Assumes that the data is associated with a single physician. Users IDs are transformed to the # in which they are encountered for a given shift. Shifts are a gap in time set by hyperparameter, and have 0 entropy to start. Separation of shifts and sessions are delineated by the same process. Time deltas are calculated w.r.t. the preceding event.
- Parameters:
root_dir (str) – Directory where the log file is located for a given provider.
session_sep_min (int) – Minimum separation in minutes between sessions.
shift_sep_min (int) – Minimum separation in minutes between shifts.

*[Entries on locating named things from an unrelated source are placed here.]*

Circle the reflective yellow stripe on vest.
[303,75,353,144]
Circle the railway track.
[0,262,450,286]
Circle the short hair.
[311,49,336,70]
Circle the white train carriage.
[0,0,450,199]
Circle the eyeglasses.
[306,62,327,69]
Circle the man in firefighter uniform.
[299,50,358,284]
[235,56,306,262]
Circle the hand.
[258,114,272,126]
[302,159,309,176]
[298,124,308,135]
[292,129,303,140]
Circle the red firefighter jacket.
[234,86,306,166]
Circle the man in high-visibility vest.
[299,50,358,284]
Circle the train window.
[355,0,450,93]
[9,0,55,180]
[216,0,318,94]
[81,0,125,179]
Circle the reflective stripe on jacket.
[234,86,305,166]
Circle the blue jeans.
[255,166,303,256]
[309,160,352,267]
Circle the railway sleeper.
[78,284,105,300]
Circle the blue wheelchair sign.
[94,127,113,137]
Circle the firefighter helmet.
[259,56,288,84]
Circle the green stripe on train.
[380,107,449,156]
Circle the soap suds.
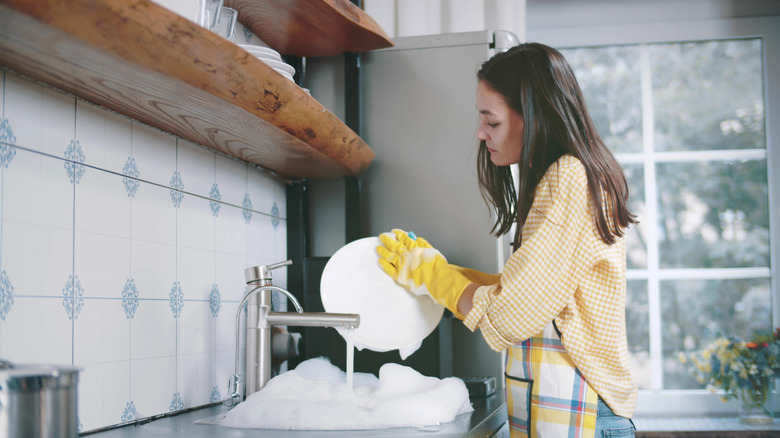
[220,357,473,430]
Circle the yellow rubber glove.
[377,229,471,319]
[450,264,501,286]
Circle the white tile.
[131,240,176,300]
[2,149,42,224]
[103,236,131,298]
[195,249,217,301]
[76,100,107,169]
[176,243,201,299]
[153,243,177,300]
[179,353,216,408]
[274,180,287,219]
[214,301,239,362]
[2,222,41,296]
[130,358,156,418]
[132,122,176,186]
[37,152,74,229]
[38,227,73,297]
[176,190,202,248]
[101,173,133,239]
[247,214,281,263]
[73,168,111,234]
[177,140,216,196]
[102,111,135,175]
[130,183,162,242]
[130,299,155,361]
[215,205,245,254]
[247,166,275,214]
[0,296,73,365]
[102,361,130,426]
[73,298,130,365]
[147,185,177,245]
[178,301,216,357]
[39,87,77,158]
[4,72,43,150]
[142,356,177,415]
[73,231,107,298]
[215,154,247,206]
[78,363,106,432]
[216,253,245,300]
[152,300,177,358]
[195,196,216,251]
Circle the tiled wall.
[0,70,286,431]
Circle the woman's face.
[477,81,525,166]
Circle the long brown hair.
[477,43,637,248]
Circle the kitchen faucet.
[223,260,360,408]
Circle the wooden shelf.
[225,0,393,57]
[0,0,388,178]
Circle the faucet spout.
[266,312,360,328]
[223,260,360,407]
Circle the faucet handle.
[244,260,292,284]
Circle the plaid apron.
[506,322,598,438]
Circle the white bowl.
[320,237,444,356]
[238,44,282,59]
[258,58,295,75]
[274,69,295,82]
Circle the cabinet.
[0,0,392,178]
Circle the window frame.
[527,16,780,416]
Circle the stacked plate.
[240,44,295,82]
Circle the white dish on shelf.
[320,237,444,357]
[238,44,282,59]
[258,58,295,75]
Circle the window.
[561,38,773,408]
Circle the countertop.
[82,392,507,438]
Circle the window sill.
[634,417,780,438]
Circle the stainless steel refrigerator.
[360,31,518,381]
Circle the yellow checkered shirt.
[463,155,637,418]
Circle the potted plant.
[680,328,780,424]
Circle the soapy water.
[220,357,474,430]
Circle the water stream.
[344,328,355,390]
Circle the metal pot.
[0,361,80,438]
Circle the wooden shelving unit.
[0,0,392,178]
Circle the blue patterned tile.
[209,284,222,318]
[209,385,222,403]
[65,140,86,184]
[0,119,16,169]
[0,269,14,321]
[241,193,252,225]
[171,170,184,208]
[271,202,279,231]
[168,392,184,412]
[120,401,138,423]
[62,275,84,320]
[122,278,138,319]
[168,281,184,318]
[122,157,139,198]
[209,183,222,217]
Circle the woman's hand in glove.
[377,229,471,319]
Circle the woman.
[377,43,637,437]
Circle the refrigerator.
[307,31,518,385]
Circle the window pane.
[561,46,642,153]
[648,39,766,151]
[661,278,772,389]
[626,280,652,389]
[623,164,647,269]
[657,160,769,268]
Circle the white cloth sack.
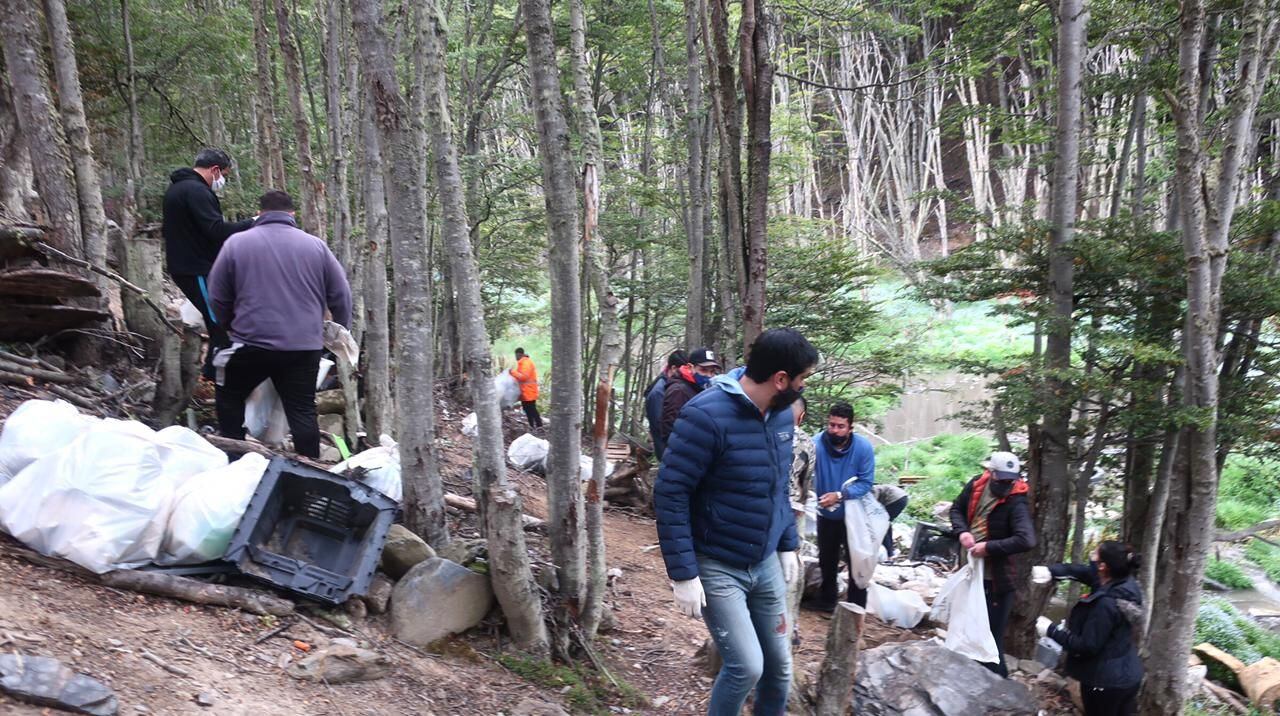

user_col (str) – Column name for the user ID.
user_max (int) – Maximum number of users for tokenization.
timestamp_col (str) – Column name for the timestamp.

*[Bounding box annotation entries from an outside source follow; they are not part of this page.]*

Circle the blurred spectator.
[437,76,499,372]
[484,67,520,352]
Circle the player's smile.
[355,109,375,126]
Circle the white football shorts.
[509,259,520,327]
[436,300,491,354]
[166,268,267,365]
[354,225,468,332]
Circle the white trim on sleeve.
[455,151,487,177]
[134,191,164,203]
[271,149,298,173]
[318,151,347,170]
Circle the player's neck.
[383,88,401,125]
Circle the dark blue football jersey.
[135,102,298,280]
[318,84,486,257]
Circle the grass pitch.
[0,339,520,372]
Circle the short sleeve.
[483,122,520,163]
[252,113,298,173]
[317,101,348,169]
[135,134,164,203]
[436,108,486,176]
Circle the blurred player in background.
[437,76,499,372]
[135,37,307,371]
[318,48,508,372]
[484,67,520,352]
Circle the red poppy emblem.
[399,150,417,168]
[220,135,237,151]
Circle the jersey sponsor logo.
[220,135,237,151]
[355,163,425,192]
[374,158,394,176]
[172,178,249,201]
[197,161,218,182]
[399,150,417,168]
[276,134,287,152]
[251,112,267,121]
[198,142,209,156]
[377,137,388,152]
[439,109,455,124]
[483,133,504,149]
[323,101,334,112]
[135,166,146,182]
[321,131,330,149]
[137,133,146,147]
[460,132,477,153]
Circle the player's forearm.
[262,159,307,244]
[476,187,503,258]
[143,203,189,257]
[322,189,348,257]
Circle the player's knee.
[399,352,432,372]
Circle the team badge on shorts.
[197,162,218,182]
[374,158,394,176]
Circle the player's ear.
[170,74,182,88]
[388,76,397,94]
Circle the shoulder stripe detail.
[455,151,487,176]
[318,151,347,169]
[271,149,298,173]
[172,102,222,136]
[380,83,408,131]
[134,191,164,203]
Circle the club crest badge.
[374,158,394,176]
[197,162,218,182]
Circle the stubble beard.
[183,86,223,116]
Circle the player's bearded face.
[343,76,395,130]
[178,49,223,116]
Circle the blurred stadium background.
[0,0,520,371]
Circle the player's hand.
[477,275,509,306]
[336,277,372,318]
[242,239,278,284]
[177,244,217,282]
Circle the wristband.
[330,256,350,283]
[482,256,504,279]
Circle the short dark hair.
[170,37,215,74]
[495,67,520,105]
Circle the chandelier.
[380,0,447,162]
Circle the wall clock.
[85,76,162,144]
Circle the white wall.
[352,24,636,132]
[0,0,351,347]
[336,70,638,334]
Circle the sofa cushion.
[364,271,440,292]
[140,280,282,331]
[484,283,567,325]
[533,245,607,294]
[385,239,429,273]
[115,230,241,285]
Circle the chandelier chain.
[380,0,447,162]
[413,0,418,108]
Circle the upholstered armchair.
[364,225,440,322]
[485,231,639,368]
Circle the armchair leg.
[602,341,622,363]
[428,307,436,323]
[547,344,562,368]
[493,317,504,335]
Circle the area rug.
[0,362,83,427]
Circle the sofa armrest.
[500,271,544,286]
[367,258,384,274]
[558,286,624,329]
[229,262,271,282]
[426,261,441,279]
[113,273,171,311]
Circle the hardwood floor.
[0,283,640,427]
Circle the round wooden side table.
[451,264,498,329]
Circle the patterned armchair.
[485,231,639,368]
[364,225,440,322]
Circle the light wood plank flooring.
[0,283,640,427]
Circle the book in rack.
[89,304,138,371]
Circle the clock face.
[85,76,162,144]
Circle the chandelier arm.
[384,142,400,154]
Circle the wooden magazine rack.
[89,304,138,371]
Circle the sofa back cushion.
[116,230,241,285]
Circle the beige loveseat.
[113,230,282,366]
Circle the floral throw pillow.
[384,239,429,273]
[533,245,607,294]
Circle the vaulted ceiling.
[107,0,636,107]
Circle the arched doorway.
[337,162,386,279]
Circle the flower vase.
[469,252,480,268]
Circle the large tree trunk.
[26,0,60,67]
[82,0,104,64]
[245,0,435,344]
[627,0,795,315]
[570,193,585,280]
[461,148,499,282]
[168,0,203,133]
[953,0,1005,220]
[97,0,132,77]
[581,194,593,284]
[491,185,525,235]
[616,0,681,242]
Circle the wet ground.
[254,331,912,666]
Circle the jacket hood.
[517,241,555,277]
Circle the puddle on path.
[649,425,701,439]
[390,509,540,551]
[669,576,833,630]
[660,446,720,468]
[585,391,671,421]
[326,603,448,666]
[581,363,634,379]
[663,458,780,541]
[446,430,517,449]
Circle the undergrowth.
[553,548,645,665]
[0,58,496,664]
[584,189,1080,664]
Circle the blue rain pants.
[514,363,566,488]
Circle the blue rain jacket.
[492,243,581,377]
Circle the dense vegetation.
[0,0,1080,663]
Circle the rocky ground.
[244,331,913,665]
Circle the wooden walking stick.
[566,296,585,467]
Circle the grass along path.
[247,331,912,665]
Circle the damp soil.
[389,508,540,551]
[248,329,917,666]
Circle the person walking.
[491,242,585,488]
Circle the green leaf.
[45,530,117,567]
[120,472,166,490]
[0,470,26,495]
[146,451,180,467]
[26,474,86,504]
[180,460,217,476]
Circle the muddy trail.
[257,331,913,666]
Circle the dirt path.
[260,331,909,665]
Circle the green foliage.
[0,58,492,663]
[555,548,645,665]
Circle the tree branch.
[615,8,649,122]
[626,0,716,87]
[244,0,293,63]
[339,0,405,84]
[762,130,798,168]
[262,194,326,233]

timestamp_sort_cols (List[str]) – Columns to sort by for timestamps, ordered most to least important.
event_type_cols (List[str]) – Columns that represent the event type in the audit logs.
log_name (str) – Name of the log file.
timestamp_spaces (List[float]) – List of parameters for the timestamp space calculation.

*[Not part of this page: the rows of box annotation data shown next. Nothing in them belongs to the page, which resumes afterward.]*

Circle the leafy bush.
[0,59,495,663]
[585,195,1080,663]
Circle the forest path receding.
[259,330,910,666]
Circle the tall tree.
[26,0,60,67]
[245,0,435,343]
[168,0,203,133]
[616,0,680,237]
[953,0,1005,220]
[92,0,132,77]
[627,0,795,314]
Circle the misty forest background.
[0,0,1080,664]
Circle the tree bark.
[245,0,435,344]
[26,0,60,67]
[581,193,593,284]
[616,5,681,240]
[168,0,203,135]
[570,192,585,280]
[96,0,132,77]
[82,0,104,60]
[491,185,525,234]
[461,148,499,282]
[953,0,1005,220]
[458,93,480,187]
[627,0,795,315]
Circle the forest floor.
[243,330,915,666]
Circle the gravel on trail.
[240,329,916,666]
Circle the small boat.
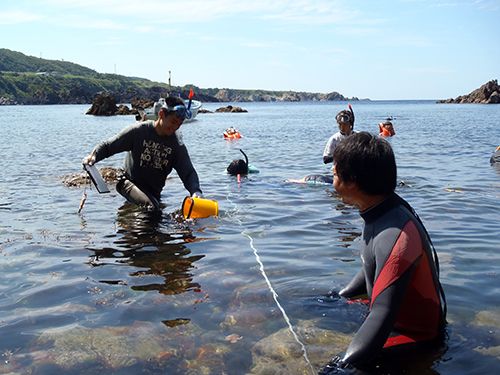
[139,98,201,123]
[222,128,243,139]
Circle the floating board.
[285,178,332,186]
[83,164,109,194]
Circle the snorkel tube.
[188,90,194,111]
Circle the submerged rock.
[251,320,354,375]
[11,322,231,375]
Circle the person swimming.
[378,118,396,137]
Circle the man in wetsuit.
[327,132,446,367]
[83,97,202,211]
[323,104,356,164]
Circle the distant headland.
[437,79,500,104]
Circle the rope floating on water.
[444,188,500,198]
[226,194,316,374]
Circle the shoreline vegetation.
[0,49,362,105]
[0,48,500,105]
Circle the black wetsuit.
[94,121,201,209]
[490,146,500,164]
[340,193,446,364]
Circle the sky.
[0,0,500,100]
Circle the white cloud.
[0,10,44,25]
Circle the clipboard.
[83,164,109,194]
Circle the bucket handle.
[182,197,194,219]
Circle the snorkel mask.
[335,103,354,131]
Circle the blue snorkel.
[188,90,194,111]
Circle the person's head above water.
[333,132,397,196]
[335,105,354,135]
[226,149,248,176]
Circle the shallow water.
[0,101,500,374]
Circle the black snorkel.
[347,103,354,132]
[240,148,248,173]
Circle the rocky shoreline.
[0,86,359,105]
[436,79,500,104]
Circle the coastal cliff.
[437,79,500,104]
[0,48,360,105]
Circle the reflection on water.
[0,101,500,375]
[89,203,204,295]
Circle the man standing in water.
[324,132,446,372]
[323,104,356,164]
[83,97,202,211]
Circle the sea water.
[0,101,500,375]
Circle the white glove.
[82,153,95,166]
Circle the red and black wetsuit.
[340,194,446,364]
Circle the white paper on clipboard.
[83,164,109,194]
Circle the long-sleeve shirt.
[94,121,201,199]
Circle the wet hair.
[227,149,248,176]
[333,132,397,195]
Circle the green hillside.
[0,48,97,77]
[0,48,358,105]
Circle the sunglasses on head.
[168,105,193,120]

should_tokenize (bool) – Whether to tokenize the data immediately upon loading. Should be separated shifts if not.
cache (str) – Name of the cache directory to save tokenized sequences.
max_length (int) – Maximum length of the tokenized sequences. Should generally be same as model context size.
- load()¶
Load the dataset from either a log file or a cache.
- load_from_cache(length=True, seqs=False)¶
Load the dataset from a cached file. Deliberately only load parts as needed.
- load_from_log()¶
Load the dataset from a log file.
- model.data.timestamp_space_calculation(timestamp_spaces)¶
Calculate the timestamp space based on the given parameters, i.e. function, start value, end value, and number of bins.
First item in the list is the numpy function to use (i.e. linspace, logspace). The remaining three arguments will be converted to two floats and an int. If np.linspace is used, the values will be passed directly to np.linspace. If np.logspace is used, the first value will be clipped to 0 if it is less than 1. The start and end values will be converted to log10 values and then passed to np.logspace.
- Parameters:
timestamp_spaces (List) – List of parameters for the timestamp space calculation.
- Returns:
The calculated timestamp space.